Acal secretary John Robins wrote in his e-mail to Mr House: “I ask Police Scotland to closely monitor Mr Kumykov and his team during their stay in Scotland and if any attempt is made to repeat this superstitious nonsense and sacrifice a sheep, to immediately arrest all those involved and charge them.”
Animal rights group Peta wrote to the football governing body Uefa urging president Michel Platini to punish Shakhter after the sacrifice of a sheep before last week’s game.
Mimi Bekhechi, Peta associate director, said: “We are deeply disturbed that a sheep was stabbed to death in an attempt to bring good luck to the Kazakh team.
“We hope Mr Platini will agree that animal sacrifice has no place in modern society, and we hope the Uefa will act swiftly to ensure that the beautiful game is not further stained with the blood of animals.”

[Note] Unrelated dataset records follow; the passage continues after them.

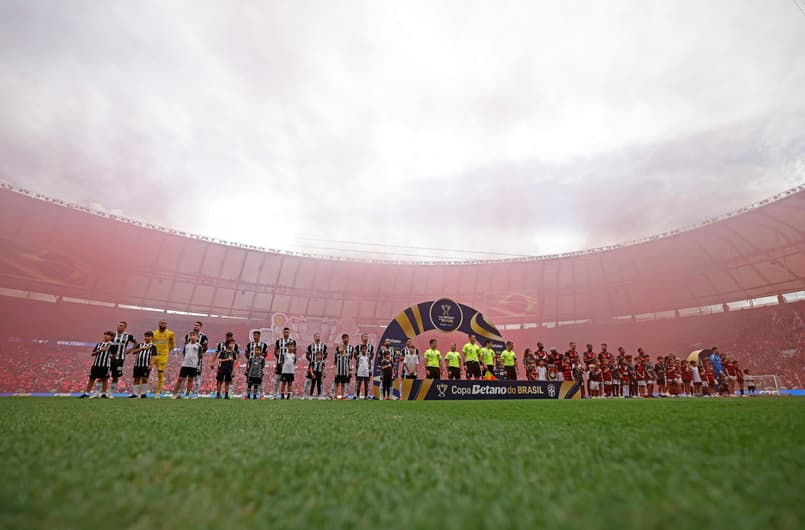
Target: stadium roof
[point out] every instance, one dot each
(62, 250)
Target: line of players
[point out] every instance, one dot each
(601, 375)
(609, 375)
(110, 353)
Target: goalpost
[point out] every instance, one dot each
(765, 384)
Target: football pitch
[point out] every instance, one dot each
(148, 464)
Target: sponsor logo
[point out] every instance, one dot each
(446, 315)
(442, 389)
(488, 390)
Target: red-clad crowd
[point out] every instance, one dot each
(768, 340)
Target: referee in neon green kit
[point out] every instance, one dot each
(471, 365)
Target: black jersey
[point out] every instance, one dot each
(203, 341)
(314, 348)
(103, 358)
(120, 342)
(343, 365)
(259, 348)
(255, 366)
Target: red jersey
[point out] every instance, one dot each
(730, 368)
(556, 358)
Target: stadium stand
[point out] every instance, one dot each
(68, 273)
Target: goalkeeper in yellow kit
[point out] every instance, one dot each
(165, 341)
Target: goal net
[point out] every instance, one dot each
(764, 384)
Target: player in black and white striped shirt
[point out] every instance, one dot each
(255, 350)
(222, 345)
(348, 353)
(102, 353)
(280, 349)
(204, 341)
(316, 373)
(120, 342)
(317, 346)
(146, 352)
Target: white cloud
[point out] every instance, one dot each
(420, 108)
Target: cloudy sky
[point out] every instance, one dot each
(484, 128)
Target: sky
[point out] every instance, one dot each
(405, 130)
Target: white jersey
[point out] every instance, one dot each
(192, 353)
(289, 364)
(363, 366)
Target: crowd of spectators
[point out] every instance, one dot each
(768, 340)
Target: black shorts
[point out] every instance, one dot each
(473, 369)
(99, 372)
(117, 368)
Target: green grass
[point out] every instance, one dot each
(69, 463)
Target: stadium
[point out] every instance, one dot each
(375, 266)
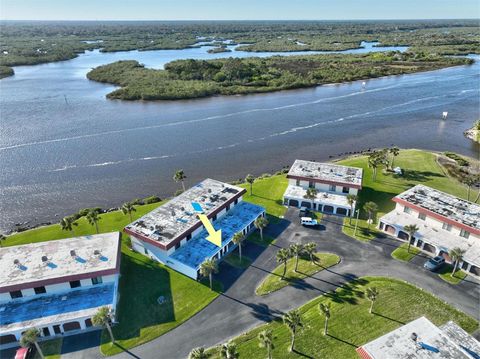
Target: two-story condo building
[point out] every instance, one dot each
(444, 222)
(332, 182)
(173, 234)
(57, 286)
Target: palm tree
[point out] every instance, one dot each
(351, 199)
(29, 337)
(372, 295)
(93, 218)
(260, 223)
(179, 176)
(311, 193)
(103, 318)
(457, 255)
(411, 229)
(128, 207)
(207, 269)
(309, 249)
(229, 351)
(295, 250)
(198, 353)
(238, 239)
(283, 255)
(250, 179)
(266, 341)
(293, 321)
(67, 223)
(394, 151)
(371, 208)
(325, 310)
(2, 238)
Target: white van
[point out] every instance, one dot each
(308, 221)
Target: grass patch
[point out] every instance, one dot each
(306, 268)
(419, 166)
(268, 193)
(234, 260)
(255, 238)
(446, 274)
(183, 296)
(402, 253)
(51, 349)
(350, 324)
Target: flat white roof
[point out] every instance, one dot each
(165, 223)
(328, 172)
(443, 204)
(437, 236)
(432, 342)
(44, 261)
(298, 193)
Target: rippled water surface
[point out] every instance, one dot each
(63, 146)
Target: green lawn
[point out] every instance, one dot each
(184, 296)
(306, 268)
(268, 193)
(234, 260)
(255, 238)
(350, 324)
(446, 274)
(402, 253)
(420, 167)
(141, 318)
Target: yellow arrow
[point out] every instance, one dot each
(213, 236)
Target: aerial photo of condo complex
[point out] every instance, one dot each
(220, 180)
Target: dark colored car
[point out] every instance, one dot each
(434, 263)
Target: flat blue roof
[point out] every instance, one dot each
(195, 251)
(47, 305)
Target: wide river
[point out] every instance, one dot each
(63, 146)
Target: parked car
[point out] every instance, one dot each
(434, 263)
(308, 221)
(304, 211)
(25, 353)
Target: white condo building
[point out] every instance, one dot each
(444, 222)
(57, 286)
(174, 235)
(332, 182)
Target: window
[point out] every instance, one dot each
(16, 294)
(40, 290)
(75, 284)
(97, 280)
(447, 227)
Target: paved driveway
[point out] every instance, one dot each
(239, 309)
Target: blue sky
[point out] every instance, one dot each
(236, 10)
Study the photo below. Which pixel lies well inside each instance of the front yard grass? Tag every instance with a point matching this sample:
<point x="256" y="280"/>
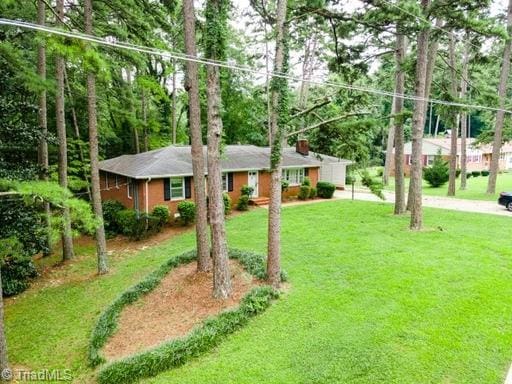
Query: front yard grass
<point x="369" y="302"/>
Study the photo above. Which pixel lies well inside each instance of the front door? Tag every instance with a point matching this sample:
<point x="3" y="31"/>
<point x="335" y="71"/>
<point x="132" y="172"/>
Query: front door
<point x="253" y="182"/>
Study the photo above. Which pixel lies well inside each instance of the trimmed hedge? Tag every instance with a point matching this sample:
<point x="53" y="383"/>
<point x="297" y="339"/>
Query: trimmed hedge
<point x="176" y="352"/>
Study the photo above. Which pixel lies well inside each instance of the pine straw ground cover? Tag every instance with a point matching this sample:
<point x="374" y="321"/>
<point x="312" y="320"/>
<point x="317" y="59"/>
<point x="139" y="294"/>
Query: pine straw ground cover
<point x="370" y="302"/>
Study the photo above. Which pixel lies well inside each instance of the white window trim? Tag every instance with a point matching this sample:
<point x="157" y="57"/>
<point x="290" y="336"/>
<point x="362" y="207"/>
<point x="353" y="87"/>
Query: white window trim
<point x="182" y="189"/>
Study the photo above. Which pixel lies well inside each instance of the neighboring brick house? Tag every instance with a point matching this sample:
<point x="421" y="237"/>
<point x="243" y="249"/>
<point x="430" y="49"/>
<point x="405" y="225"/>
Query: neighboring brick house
<point x="164" y="176"/>
<point x="477" y="157"/>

A spokeswoman for Police Scotland said: “Police Scotland has been working closely with the clubs. There will be no pre-match ritual which deviates from normal pre-match activity at any Scottish games.”
A spokesman for Celtic played down fears raised by the animal welfare charities. “Shakhter have told Celtic they do not wish this [sacrifice] to happen at all. They never had any intention of this happening at all,” he said.